The Company has outstanding $1.1 million of 8¼% Limited convertible senior subordinated notes due 2012 (the “Notes”) which are no longer convertible into common shares and which matured as of March 1, 2012; interest was payable semi-annually and interest expense continues to be accrued. Such Notes were not exchanged into cash and the Company’s Common Stock as part of an exchange offer in 2011. Based on the payment schedule prior to the offer to exchange, the Company had not remitted the March 1, 2010 and 2011 and September 1, 2010 and 2011 semi-annual interest payments of $418,000 each and the March 1, 2012 semi-annual interest and principal payment of $1.4 million to the trustee. The non-payments constituted an event of default under the Indenture governing the Notes. The trustee, by notice to the Company, or the holders of 25% of the principal amount of the Notes outstanding, by notice to the Company and the trustee, may declare the outstanding principal plus interest due and payable immediately. The Company currently does not have any Senior Indebtedness. If the Company subsequently incurs any Senior Indebtedness, the Notes would be subordinate to any Senior Indebtedness of the Company.

The Company has outstanding $334,000 of 9½% Subordinated debentures due 2012 (the “Debentures”) which matured on December 1, 2012; interest was payable semi-annually and interest expense continues to be accrued. Such Debentures were not exchanged into cash as part of an exchange offer in 2011. Based on the payment schedule prior to the offer to exchange, the Company had not remitted the December 1, 2009, 2010 and 2011 sinking fund payments of $106,000 each, the June 1, 2010, 2011 and 2012 and the December 1, 2010 and 2011 semi-annual interest payments of $50,000 each and the December 1, 2012 semi-annual interest and principal payment of $790,000 to the trustee. The non-payments constituted an event of default under the Indenture governing the Debentures. The trustee, by notice to the Company, or the holders of 25% of the principal amount of the Debentures outstanding, by notice to the Company and the trustee, may declare the outstanding principal plus interest due and payable immediately. The Company currently does not have any Senior Indebtedness.
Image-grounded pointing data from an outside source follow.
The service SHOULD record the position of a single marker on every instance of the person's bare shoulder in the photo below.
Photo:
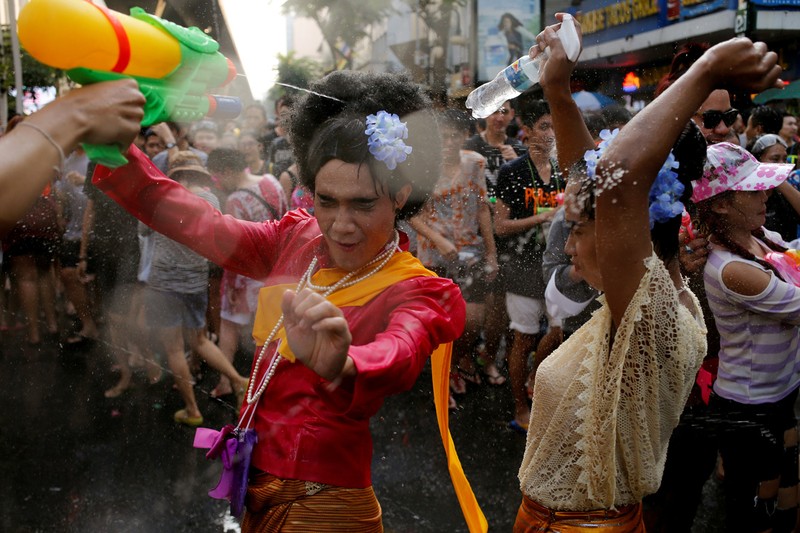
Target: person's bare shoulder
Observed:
(745, 279)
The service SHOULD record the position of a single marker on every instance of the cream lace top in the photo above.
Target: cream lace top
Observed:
(601, 418)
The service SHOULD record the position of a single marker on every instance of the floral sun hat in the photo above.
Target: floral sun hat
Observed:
(732, 168)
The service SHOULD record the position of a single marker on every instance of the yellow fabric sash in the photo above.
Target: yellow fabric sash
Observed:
(402, 266)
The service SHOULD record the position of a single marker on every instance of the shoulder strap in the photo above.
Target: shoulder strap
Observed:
(272, 211)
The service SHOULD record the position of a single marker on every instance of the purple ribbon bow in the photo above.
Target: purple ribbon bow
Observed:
(234, 447)
(222, 444)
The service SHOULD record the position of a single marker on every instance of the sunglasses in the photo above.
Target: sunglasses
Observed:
(712, 117)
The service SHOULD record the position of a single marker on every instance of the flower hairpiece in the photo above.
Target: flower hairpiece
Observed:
(386, 134)
(666, 191)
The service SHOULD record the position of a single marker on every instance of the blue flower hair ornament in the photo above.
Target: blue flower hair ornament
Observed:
(386, 134)
(666, 191)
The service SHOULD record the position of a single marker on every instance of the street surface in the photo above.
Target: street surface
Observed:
(74, 461)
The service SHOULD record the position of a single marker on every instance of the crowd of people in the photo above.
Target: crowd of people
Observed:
(631, 279)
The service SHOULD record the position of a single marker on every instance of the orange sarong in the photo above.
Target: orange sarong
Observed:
(293, 506)
(535, 518)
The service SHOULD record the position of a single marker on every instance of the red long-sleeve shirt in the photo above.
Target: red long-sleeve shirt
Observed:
(306, 430)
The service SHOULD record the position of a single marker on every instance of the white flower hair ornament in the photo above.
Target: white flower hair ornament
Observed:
(666, 191)
(386, 134)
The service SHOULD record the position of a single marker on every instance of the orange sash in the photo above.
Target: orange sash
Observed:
(401, 266)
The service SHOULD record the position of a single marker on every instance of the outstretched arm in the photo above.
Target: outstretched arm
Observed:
(640, 149)
(572, 135)
(105, 113)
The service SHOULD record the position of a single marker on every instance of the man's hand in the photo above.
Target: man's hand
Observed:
(109, 113)
(743, 64)
(317, 332)
(555, 68)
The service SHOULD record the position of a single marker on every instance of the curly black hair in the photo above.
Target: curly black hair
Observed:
(331, 125)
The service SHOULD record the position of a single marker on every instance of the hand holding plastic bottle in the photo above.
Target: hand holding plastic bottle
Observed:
(522, 73)
(556, 61)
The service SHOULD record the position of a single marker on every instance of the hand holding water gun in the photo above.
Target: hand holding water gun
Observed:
(173, 66)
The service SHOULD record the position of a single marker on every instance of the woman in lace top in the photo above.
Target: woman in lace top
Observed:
(606, 401)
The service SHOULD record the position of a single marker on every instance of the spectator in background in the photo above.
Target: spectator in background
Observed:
(71, 203)
(176, 298)
(738, 131)
(254, 118)
(174, 137)
(615, 116)
(757, 309)
(455, 240)
(253, 198)
(788, 133)
(781, 217)
(527, 198)
(153, 144)
(251, 148)
(279, 153)
(30, 248)
(205, 136)
(109, 250)
(493, 143)
(763, 119)
(596, 123)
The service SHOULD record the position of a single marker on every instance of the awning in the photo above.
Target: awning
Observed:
(787, 93)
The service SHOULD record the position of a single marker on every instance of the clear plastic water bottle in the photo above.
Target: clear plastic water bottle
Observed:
(519, 75)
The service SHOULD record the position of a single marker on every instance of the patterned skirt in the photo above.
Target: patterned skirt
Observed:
(535, 518)
(289, 505)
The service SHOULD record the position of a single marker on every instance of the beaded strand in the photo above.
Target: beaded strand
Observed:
(305, 281)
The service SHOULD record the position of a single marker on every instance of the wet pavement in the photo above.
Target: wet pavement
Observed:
(73, 460)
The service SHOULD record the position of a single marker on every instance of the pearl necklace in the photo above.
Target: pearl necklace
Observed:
(325, 290)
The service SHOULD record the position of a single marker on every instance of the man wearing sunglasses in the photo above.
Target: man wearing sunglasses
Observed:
(716, 116)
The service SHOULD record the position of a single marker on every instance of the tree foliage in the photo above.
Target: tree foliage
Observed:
(343, 23)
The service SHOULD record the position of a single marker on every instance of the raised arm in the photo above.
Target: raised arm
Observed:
(246, 248)
(630, 164)
(572, 135)
(105, 113)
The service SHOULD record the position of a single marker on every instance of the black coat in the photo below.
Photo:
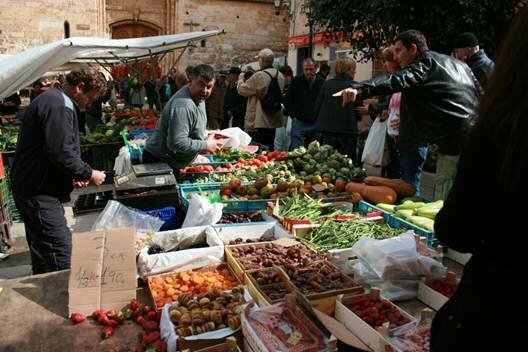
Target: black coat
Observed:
(439, 95)
(300, 98)
(48, 155)
(481, 65)
(487, 313)
(331, 116)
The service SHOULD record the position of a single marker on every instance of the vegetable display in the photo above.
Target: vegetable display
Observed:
(307, 208)
(238, 218)
(416, 212)
(339, 235)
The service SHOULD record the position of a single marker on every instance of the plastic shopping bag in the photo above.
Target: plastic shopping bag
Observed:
(375, 143)
(116, 215)
(202, 212)
(236, 137)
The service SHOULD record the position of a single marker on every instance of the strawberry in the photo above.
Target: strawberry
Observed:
(106, 332)
(77, 318)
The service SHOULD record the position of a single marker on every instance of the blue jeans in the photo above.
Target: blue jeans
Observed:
(411, 163)
(302, 134)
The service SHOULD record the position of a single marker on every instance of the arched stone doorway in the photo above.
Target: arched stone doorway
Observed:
(131, 29)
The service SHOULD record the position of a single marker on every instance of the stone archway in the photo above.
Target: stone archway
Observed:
(132, 29)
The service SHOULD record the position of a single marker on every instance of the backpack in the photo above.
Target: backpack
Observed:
(271, 101)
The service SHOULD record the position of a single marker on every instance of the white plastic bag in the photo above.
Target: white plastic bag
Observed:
(184, 258)
(116, 215)
(123, 164)
(236, 137)
(375, 143)
(202, 212)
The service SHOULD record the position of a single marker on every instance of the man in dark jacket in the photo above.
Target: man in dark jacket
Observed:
(234, 103)
(439, 94)
(466, 48)
(48, 166)
(300, 102)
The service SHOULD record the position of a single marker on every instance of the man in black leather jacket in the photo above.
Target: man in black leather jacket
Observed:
(466, 48)
(439, 94)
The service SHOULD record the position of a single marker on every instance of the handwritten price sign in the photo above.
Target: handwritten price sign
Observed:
(103, 274)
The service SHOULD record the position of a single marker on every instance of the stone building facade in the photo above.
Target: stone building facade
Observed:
(249, 25)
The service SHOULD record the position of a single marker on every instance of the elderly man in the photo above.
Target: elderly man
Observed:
(48, 166)
(300, 103)
(265, 122)
(439, 94)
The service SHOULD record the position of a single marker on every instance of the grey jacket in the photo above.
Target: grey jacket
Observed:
(180, 132)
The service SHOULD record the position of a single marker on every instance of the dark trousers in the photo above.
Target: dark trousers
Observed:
(344, 143)
(412, 165)
(393, 170)
(47, 234)
(266, 136)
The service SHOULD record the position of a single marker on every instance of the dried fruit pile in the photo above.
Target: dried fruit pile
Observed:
(269, 254)
(319, 277)
(196, 314)
(168, 287)
(377, 311)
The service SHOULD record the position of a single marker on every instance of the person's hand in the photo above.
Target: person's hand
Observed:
(97, 177)
(361, 110)
(384, 115)
(212, 143)
(80, 183)
(349, 95)
(395, 124)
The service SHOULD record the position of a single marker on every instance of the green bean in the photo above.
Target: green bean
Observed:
(339, 235)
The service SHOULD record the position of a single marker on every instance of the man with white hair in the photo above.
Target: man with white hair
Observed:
(264, 122)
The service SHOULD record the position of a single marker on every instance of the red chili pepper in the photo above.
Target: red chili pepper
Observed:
(103, 319)
(95, 315)
(160, 346)
(106, 332)
(151, 337)
(151, 315)
(150, 325)
(77, 318)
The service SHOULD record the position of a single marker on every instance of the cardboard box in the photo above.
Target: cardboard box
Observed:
(374, 339)
(430, 296)
(103, 270)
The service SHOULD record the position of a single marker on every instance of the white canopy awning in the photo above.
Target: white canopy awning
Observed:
(22, 69)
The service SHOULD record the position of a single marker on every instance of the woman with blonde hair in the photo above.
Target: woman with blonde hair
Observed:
(338, 126)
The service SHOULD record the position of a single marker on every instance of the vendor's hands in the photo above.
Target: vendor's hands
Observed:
(349, 95)
(384, 115)
(212, 143)
(80, 183)
(395, 124)
(361, 110)
(97, 177)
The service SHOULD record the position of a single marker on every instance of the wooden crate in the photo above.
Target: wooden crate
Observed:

If the Company subsequently incurs any Senior Indebtedness, the Debentures would be subordinate to any Senior Indebtedness of the Company. 

The Company, through a subsidiary, has a $383,000 mortgage, of which $68,000 is current, on its facility located in Des Moines, Iowa at a fixed rate of interest of 5.95% payable in monthly installments through March 1, 2020, which requires a compensating balance of $100,000. The mortgage was due to mature on March 1, 2015, at which time the mortgage was extended for 5 years, the fixed interest rate was adjusted from 6.50% to 5.95% and the compensating balance was adjusted from $200,000 to $100,000.